"Refusing Them the Right to be Hurt"

 This is a letter I received from a fellow writer and reader of my blog after I talked last week about one reader's reaction to A Very Little Princess, a young novel of mine some adults consider too painful for young readers.

bk_honorThank you, Moira. I will let your good letter speak for itself:

Dear Marion Dane Bauer,

Your latest webpage column, “Really Touched Me,” really touches me in a very pertinent way right now.

The book I’m writing was originally going to be short and about a single incident. I reread “On My Honor” for inspiration. But, quite unexpectedly, my book grew, collecting and incorporating characters, scenes and life experiences I’ve gathered over the decades. I love the story, and I love writing it, but one thing is always at the back of my mind. The story has to do with a girl who’s 11 and 3/4ths (she would insist that I mention the 3/4ths) who must make a choice about facing a grim reality of life. The choice is imposed upon her by a beloved aunt. My protagonist mulls over it for days, and, thinking that since what she must do is deemed of no consequence by two kids her age and by adults whose opinions she’s asked for, she decides. Her choice blows up her interior world. But no one else thinks it should bother her, and certainly not as much as it does.

If I write it well, I hope that the reader feels my protagonist’s moral and ethical crisis and the pain that comes with it. But what lingers at the back, and often in the front, of my mind is, will it hurt children? Should I protect children from this pain? Will parents and possibly librarians and booksellers be as angry with me as they are with you about “On My Honor” and “The Very Little Princess?”

Nothing can stop me from writing the story—I love it too much, I want to share it, and one of my particularly aggressive characters would NEVER let me rest if I didn’t—but now and then I think, “Maybe I should just self-publish it and give copies to friends. Would an agent or publisher even want to read the entire manuscript about a girl who must choose whether to kill, and what a person should feel about killing?” But now I ask myself what you ask in your column, “… should the book have been withheld from those who would be touched, who would, perhaps, even grow a bit larger emotionally for accompanying this story journey?”

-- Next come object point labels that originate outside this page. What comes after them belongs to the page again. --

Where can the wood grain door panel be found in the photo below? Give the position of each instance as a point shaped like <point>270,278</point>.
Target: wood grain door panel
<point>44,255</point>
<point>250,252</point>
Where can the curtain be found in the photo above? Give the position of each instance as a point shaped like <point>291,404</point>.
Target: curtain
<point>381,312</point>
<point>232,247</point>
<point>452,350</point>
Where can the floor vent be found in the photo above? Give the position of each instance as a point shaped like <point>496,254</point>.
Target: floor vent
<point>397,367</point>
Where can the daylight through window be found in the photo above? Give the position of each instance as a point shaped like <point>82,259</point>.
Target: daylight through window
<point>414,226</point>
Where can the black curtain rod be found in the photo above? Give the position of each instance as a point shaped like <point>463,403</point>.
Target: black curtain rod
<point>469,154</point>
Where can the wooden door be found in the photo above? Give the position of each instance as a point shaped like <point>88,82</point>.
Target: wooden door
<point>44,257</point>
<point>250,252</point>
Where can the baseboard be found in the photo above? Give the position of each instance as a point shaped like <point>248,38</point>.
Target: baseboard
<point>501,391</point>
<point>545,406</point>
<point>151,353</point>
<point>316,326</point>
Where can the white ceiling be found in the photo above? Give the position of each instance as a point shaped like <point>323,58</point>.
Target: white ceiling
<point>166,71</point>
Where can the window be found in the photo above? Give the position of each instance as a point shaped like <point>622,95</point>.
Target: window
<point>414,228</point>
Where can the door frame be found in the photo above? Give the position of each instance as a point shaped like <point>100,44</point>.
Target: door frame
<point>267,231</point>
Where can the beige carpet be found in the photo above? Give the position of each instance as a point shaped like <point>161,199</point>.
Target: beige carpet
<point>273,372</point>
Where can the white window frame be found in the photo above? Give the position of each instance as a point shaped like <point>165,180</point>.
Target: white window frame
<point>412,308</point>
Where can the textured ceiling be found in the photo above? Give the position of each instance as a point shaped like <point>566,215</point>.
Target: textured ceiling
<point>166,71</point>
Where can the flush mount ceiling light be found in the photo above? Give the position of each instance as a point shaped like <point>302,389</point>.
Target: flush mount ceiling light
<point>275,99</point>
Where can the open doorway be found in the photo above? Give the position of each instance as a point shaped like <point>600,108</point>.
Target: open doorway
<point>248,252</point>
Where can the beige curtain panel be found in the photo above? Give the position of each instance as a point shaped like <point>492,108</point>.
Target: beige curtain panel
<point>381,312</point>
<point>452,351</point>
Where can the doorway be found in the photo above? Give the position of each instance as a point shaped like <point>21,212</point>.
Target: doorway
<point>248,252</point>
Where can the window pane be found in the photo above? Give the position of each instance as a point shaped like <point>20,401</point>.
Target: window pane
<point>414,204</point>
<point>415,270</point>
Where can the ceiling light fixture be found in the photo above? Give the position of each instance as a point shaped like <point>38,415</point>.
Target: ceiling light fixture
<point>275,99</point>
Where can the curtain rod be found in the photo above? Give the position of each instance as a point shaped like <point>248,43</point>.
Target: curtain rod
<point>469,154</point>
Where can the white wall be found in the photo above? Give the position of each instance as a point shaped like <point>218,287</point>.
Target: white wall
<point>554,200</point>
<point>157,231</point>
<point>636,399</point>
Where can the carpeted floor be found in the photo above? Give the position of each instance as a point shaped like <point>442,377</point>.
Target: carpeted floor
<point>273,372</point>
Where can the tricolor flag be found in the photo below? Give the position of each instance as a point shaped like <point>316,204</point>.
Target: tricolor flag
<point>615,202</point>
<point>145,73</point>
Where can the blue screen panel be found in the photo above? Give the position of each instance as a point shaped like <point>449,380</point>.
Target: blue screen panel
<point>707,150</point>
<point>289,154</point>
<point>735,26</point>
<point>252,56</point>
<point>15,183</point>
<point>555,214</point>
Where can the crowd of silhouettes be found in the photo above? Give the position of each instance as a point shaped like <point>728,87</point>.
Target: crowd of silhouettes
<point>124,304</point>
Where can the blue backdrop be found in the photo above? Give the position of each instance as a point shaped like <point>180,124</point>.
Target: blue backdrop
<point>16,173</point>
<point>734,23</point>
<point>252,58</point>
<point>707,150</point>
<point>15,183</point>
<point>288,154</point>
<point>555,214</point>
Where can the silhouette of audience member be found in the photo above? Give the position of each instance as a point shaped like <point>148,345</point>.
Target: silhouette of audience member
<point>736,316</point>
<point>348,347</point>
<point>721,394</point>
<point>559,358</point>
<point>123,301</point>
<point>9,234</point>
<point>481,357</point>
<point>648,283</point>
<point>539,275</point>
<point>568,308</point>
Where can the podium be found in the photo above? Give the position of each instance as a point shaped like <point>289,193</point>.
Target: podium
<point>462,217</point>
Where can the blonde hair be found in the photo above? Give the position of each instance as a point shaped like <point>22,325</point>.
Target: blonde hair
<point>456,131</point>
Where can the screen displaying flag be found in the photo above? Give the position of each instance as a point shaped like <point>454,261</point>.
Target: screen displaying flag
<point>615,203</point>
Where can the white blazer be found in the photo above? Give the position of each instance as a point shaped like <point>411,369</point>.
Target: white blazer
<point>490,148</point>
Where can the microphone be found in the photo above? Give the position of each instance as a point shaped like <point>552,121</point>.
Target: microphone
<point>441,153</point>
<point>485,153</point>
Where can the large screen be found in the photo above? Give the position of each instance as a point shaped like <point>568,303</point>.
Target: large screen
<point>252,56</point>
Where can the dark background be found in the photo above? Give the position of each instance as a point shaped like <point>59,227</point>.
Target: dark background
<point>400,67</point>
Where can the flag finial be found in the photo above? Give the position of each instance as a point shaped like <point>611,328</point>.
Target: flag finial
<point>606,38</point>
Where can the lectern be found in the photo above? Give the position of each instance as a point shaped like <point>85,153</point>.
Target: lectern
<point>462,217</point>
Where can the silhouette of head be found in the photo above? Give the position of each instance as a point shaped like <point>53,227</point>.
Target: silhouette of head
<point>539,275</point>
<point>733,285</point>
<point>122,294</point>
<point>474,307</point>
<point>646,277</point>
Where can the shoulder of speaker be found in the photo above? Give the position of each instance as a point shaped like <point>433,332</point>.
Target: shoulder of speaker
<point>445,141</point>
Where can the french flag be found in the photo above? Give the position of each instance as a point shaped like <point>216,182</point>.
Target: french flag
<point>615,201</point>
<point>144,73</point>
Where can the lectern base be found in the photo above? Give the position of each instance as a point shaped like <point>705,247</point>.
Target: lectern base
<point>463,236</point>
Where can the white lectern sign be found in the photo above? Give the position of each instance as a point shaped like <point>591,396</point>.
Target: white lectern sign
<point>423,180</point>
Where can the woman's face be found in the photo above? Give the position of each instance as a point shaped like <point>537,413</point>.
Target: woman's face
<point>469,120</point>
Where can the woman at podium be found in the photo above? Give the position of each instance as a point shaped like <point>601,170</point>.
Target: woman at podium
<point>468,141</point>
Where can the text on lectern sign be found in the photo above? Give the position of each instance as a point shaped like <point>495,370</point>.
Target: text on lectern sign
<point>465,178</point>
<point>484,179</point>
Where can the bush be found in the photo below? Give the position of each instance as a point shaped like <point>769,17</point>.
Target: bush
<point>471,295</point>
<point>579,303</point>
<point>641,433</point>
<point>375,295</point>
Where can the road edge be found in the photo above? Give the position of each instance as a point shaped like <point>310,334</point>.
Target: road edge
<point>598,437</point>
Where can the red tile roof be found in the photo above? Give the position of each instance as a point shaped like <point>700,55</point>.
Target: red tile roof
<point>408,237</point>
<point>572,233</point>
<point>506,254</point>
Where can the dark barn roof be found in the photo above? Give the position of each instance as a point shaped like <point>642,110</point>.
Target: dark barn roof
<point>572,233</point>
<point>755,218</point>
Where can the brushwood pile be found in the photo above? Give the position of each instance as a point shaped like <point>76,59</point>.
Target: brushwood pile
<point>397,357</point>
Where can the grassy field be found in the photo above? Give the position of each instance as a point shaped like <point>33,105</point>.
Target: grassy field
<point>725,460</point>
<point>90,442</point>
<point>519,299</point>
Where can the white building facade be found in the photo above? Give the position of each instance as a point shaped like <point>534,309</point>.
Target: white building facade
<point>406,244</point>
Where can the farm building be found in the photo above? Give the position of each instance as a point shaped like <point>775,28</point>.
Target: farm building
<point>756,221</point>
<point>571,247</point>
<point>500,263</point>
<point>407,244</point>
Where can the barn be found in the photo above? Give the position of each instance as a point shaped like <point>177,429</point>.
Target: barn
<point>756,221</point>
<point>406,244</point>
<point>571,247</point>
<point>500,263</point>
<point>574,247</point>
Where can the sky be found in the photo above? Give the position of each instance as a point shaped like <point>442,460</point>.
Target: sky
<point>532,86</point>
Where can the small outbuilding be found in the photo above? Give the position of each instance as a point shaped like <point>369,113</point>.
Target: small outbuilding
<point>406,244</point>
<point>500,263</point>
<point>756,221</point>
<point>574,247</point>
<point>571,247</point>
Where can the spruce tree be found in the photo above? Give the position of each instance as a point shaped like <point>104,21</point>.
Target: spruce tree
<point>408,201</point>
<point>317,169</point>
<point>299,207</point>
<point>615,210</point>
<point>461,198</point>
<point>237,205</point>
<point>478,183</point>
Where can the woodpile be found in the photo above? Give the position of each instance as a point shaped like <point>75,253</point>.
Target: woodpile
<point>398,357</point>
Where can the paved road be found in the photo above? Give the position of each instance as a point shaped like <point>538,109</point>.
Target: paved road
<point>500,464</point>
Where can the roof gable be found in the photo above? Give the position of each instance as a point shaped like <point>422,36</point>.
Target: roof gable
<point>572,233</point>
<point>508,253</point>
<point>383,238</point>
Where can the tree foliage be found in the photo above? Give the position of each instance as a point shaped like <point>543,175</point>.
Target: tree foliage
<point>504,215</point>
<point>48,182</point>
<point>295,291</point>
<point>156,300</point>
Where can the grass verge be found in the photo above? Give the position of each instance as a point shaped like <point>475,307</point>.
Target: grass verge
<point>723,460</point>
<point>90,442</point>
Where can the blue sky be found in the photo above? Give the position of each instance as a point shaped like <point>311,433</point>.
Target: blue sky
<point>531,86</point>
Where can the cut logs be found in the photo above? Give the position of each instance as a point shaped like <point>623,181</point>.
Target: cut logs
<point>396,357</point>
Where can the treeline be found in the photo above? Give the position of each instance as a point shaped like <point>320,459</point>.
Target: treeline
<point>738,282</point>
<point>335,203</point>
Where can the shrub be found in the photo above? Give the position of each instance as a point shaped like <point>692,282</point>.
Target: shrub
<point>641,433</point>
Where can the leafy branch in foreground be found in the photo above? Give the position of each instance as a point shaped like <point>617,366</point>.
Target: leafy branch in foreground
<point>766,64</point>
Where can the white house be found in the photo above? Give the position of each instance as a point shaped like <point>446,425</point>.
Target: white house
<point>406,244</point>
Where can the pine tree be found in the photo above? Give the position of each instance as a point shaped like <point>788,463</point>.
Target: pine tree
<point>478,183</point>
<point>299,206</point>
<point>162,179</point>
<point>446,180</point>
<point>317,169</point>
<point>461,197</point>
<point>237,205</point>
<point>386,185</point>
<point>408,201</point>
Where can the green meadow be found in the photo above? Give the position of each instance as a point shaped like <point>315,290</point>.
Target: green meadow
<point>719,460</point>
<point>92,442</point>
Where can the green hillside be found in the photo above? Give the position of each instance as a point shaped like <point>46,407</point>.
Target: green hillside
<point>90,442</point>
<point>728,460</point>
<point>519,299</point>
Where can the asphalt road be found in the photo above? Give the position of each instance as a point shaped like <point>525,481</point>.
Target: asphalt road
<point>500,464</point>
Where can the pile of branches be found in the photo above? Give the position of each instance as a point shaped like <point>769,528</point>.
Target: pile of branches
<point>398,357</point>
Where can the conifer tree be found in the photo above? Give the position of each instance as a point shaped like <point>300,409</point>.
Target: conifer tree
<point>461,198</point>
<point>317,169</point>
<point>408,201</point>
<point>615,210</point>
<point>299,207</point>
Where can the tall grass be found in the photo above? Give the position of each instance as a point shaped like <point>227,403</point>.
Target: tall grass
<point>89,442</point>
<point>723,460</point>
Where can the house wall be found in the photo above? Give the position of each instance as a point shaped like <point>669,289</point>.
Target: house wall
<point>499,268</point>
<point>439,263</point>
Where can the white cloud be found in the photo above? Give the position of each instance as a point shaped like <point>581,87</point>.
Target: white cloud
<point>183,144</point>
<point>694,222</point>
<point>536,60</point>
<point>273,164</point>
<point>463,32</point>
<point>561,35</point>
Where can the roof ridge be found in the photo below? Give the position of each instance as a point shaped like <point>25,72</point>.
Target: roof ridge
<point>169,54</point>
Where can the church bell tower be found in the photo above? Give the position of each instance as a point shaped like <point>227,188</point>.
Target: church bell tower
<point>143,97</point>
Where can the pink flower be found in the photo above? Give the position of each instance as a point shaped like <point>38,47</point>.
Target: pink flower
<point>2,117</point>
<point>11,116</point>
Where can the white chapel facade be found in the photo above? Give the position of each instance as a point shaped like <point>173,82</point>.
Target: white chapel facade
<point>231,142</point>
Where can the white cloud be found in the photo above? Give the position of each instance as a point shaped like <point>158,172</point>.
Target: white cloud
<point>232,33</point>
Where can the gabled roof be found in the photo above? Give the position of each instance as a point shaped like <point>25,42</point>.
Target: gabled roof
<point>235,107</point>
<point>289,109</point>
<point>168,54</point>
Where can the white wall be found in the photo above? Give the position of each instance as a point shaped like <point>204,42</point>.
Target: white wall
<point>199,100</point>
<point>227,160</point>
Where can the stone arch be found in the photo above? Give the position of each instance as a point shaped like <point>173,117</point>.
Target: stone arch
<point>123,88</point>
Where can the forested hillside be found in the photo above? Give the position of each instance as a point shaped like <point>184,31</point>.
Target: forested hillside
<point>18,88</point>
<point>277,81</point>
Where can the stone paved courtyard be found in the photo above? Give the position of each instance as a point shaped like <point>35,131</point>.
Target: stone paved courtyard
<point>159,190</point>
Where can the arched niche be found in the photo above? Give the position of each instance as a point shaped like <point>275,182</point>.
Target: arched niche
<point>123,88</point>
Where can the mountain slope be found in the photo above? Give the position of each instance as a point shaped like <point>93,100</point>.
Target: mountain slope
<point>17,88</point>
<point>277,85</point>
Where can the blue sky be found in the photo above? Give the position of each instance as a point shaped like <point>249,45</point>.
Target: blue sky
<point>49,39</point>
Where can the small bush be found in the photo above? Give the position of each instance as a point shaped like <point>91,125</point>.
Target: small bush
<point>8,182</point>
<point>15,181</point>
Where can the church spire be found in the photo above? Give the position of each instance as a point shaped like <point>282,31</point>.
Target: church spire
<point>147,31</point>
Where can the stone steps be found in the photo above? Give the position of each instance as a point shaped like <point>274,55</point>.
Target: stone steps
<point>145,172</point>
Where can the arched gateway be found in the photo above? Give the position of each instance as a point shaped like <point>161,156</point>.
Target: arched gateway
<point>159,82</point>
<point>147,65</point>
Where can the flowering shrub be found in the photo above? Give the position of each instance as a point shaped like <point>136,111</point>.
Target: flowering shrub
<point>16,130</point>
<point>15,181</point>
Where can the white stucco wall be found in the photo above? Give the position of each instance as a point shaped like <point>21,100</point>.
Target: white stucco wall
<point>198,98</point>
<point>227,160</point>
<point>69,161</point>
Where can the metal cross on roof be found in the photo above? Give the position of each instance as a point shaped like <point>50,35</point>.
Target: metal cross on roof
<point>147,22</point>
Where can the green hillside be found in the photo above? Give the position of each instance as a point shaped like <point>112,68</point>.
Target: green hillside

Your column reassured me that, whatever the outcome concerning finding an agent or a publisher, and any future reactions from adults, I have no choice but to allow my character to make *her* choice. With fictional children, as well as real ones, to refuse them the right to be hurt in learning the whole of being alive is to restrict the quality of those lives.

Thank you, thank you for your column. It’s just what I needed to read just when I needed to read it.

Very best regards,

Moira Manion

And Moira, I'm sure your story—with all its pain—will be exactly what some young readers need as well.